I’ve loved music ever since I can remember, and though my first small collection of musical purchases as a kid was pretty embarrassing, I now have an impressive record collection amassed in the basement at my parents’ place and can make a killer playlist for any mood, including something really specific like ‘Haven’t Slept in Two Days and Need to Eat Chocolate,’ or the more generalized ‘Sleepy Sunday Mornings.’
Wolf Head is sort of an extension of the music fanatic in me, because it opened five years ago with a legendary acoustic concert by Little Sandwiches, one of my favorite obscure bands. Since then, the venue has hosted concerts by everyone from indie bands to legendary ‘80s rockers looking for a few extra bucks to spend on getting their skinny clothes tailored to something bigger and more comfortable. It’s the sort of place where music lovers of all types—goths, rockers, indie hipsters, pop lovers—can come together to dance, mingle, and drink cool, expensive drinks, and look incredible while doing it. I’ve watched enough documentaries and concert DVDs from various bands playing at Wolf Head to feel like I know the layout even with my eyes closed.
Even Alexander Flan, when he was temporarily separated from Fourth Squid Movement, went there once. Or so legend says.
When we return to the hotel, I dig through all the clothes we bought Griffin and find that lovely black jacket with the epaulets. Thankfully, Griffin’s shoulders are about the same size as mine and the jacket mostly fits. “I’m borrowing this!” I say, running into the bathroom with my purse for some emergency makeup application.
You don’t just go to Wolf Head without preparing.
Griffin appears at my side as I lean over the sink, dotting blush onto my cheeks with my fingertips. I have no idea if he walked into the bathroom or if he teleported or something, but either way, I just glance at him in the reflection of the mirror and cock an eyebrow. “Yes?”
“Is that the Orgasm blusher color by Nars?”
“Uh, no. I can’t afford Nars.”
He continues to peer at me. “But you want to create the appearance of female pleasure?”
“It’s… it’s just something we wear. It puts color in our face.”
“Why do you use blusher to do that? Wouldn’t it be easier to just experience pleasure?”
I laugh without really meaning to. “Women could never achieve any sort of pleasure that would last as long or look as good as makeup. Welcome to my planet.”
Griffin’s eyes narrow. “On my planet, a proper mating ritual would leave both beings in a state of pleasure for days, no paint needed.”
I’m fairly certain the bathroom lights flicker and that he’s the one causing it, so I attempt to turn my focus back to the task at hand. It’s not as easy as you might imagine.
As soon as I’ve applied an abundance of black eyeliner and mascara, I rough up my thick hair and blast it with the hairspray bottle provided by our hotel. It smells great and feels heavenly; it’s certainly the kind of thing used by rich people. Splurging on hairspray for me usually means buying the six-dollar can.
“You don’t go to Wolf Head looking like a bum,” I say, and then catch Griffin still staring at me.
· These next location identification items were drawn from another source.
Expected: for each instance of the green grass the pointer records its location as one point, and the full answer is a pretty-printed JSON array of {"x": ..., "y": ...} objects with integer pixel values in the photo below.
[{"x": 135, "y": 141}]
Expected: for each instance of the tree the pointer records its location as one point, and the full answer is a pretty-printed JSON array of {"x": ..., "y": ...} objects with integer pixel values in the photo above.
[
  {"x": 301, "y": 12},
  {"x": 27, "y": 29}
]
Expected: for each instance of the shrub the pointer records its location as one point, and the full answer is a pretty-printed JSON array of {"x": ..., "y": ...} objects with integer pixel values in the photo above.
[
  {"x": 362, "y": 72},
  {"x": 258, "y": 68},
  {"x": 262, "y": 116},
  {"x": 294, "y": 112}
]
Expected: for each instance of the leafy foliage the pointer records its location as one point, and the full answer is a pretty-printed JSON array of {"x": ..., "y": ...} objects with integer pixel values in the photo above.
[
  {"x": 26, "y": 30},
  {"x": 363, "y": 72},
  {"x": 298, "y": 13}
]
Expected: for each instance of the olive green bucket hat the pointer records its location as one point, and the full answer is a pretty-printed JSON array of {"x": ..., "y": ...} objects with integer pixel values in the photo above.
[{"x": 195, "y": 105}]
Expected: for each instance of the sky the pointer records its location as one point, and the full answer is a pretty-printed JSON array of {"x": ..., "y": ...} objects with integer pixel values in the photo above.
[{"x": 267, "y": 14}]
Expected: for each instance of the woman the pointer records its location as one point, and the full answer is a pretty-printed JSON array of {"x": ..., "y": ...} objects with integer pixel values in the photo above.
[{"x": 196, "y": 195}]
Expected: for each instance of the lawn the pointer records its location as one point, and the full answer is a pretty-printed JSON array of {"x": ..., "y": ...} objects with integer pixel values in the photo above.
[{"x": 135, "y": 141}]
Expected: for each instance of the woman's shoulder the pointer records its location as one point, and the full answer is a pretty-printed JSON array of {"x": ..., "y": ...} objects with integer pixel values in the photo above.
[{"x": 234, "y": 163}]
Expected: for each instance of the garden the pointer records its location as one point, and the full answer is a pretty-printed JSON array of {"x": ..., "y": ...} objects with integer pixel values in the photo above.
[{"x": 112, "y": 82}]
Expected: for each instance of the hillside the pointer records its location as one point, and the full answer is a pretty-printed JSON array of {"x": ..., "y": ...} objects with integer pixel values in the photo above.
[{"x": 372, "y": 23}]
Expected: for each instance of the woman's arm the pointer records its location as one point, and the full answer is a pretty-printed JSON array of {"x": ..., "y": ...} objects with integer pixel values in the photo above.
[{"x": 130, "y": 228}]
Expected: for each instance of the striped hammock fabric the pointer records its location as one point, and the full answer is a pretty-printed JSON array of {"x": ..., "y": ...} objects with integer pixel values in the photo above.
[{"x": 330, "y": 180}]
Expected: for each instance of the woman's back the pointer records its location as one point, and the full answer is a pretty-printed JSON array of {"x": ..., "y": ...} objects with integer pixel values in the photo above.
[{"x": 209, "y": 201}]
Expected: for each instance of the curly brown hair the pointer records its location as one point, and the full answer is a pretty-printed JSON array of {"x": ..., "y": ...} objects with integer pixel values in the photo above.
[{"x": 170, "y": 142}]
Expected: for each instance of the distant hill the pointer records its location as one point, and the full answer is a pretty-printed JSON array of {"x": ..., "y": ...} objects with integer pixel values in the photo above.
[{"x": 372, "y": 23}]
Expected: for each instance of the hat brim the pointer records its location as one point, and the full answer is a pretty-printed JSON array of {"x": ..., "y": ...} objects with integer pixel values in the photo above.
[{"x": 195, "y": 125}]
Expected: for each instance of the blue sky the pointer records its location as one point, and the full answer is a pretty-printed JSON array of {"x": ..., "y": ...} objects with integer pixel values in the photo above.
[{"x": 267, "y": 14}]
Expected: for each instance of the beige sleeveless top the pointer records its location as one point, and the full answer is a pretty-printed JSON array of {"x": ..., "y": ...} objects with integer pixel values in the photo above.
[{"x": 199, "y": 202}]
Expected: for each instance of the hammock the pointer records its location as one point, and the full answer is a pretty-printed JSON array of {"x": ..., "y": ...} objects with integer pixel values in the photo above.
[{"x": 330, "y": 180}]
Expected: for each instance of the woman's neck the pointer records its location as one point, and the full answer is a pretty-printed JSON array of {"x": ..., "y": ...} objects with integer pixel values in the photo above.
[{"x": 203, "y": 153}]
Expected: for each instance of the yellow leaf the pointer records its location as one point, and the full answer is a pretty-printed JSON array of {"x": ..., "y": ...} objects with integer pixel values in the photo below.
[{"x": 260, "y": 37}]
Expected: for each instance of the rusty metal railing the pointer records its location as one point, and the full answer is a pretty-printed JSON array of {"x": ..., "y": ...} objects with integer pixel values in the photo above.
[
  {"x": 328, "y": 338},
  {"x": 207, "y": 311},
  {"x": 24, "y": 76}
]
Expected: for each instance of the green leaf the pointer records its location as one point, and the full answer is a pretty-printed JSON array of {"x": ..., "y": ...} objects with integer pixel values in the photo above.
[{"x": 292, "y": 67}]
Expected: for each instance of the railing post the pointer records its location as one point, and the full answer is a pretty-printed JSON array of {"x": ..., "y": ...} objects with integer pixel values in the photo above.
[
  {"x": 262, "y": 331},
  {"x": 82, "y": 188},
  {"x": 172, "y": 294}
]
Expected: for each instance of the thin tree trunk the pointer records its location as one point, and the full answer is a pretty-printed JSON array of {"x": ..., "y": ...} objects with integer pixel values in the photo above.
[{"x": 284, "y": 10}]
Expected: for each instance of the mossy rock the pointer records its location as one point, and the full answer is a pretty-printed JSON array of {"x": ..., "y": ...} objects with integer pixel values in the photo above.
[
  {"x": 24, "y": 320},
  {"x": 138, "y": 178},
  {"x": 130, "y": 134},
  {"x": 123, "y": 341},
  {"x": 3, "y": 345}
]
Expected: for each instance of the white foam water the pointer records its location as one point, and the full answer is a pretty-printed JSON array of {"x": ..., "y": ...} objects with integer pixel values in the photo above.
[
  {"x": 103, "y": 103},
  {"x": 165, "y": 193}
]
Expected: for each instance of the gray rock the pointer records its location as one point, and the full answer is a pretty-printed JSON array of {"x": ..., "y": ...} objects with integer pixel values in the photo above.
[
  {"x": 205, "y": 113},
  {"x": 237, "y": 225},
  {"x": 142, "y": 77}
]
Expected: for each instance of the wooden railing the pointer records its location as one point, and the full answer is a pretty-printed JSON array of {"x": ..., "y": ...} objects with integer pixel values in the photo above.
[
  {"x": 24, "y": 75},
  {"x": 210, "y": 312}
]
Hmmm. “You know; you could use a little rock edge.”
“Rock edge?”
“Yeah, we’re gonna make you look like a proper pop star.” I tug him close and inspect his eyes; that odd blue color would look quite enchanting with the right amount of eyeliner. “Hold still, okay? Close your eyes and trust me.”
He squirms when I apply pressure with the pencil at the middle of his top lash-line, fighting me as if I’m going to hurt him.
“Hey! Stop it! I told you to trust me.” I wait until he’s still. “Now let’s try this again.” With a little work, I’m able to apply a steady line of kohl around his eyes, and then step back to admire my work. “Open your eyes; I’m done.”
Griffin blinks a few times, his eyes focusing on me. Judging by his tense body language and how tight his lips are pressed together, he didn’t particularly enjoy the experience, but I have a feeling he’ll get over it when he sees the results.
“Go look in the mirror.”
Whatever funk he’s in disappears as soon as he’s caught his reflection, replaced by a delighted smile. “I look bloody amazing, Wanda—like a proper pop star!”
I nod, quite proud of myself, but before he can leave the room, I say, “Why were you so nervous about me touching your eyes? Are your eyes sensitive?”
Griffin pauses just in front of the door, thinking for a few seconds. “No. They tried to blind me once, that’s all.”
“Wait, what? Who did?”
“The ones who killed my mother.” With that, he’s out the door and off to show Devon, loudly proclaiming what a great stylist I am and how Devon needs to wear some eyeliner, too, really, because that’s how you get ‘rock edge.’
A few minutes later, we’re all herded out the door to get dinner before we head to the club, and no one mentions anything more about what Griffin revealed to me in the bathroom.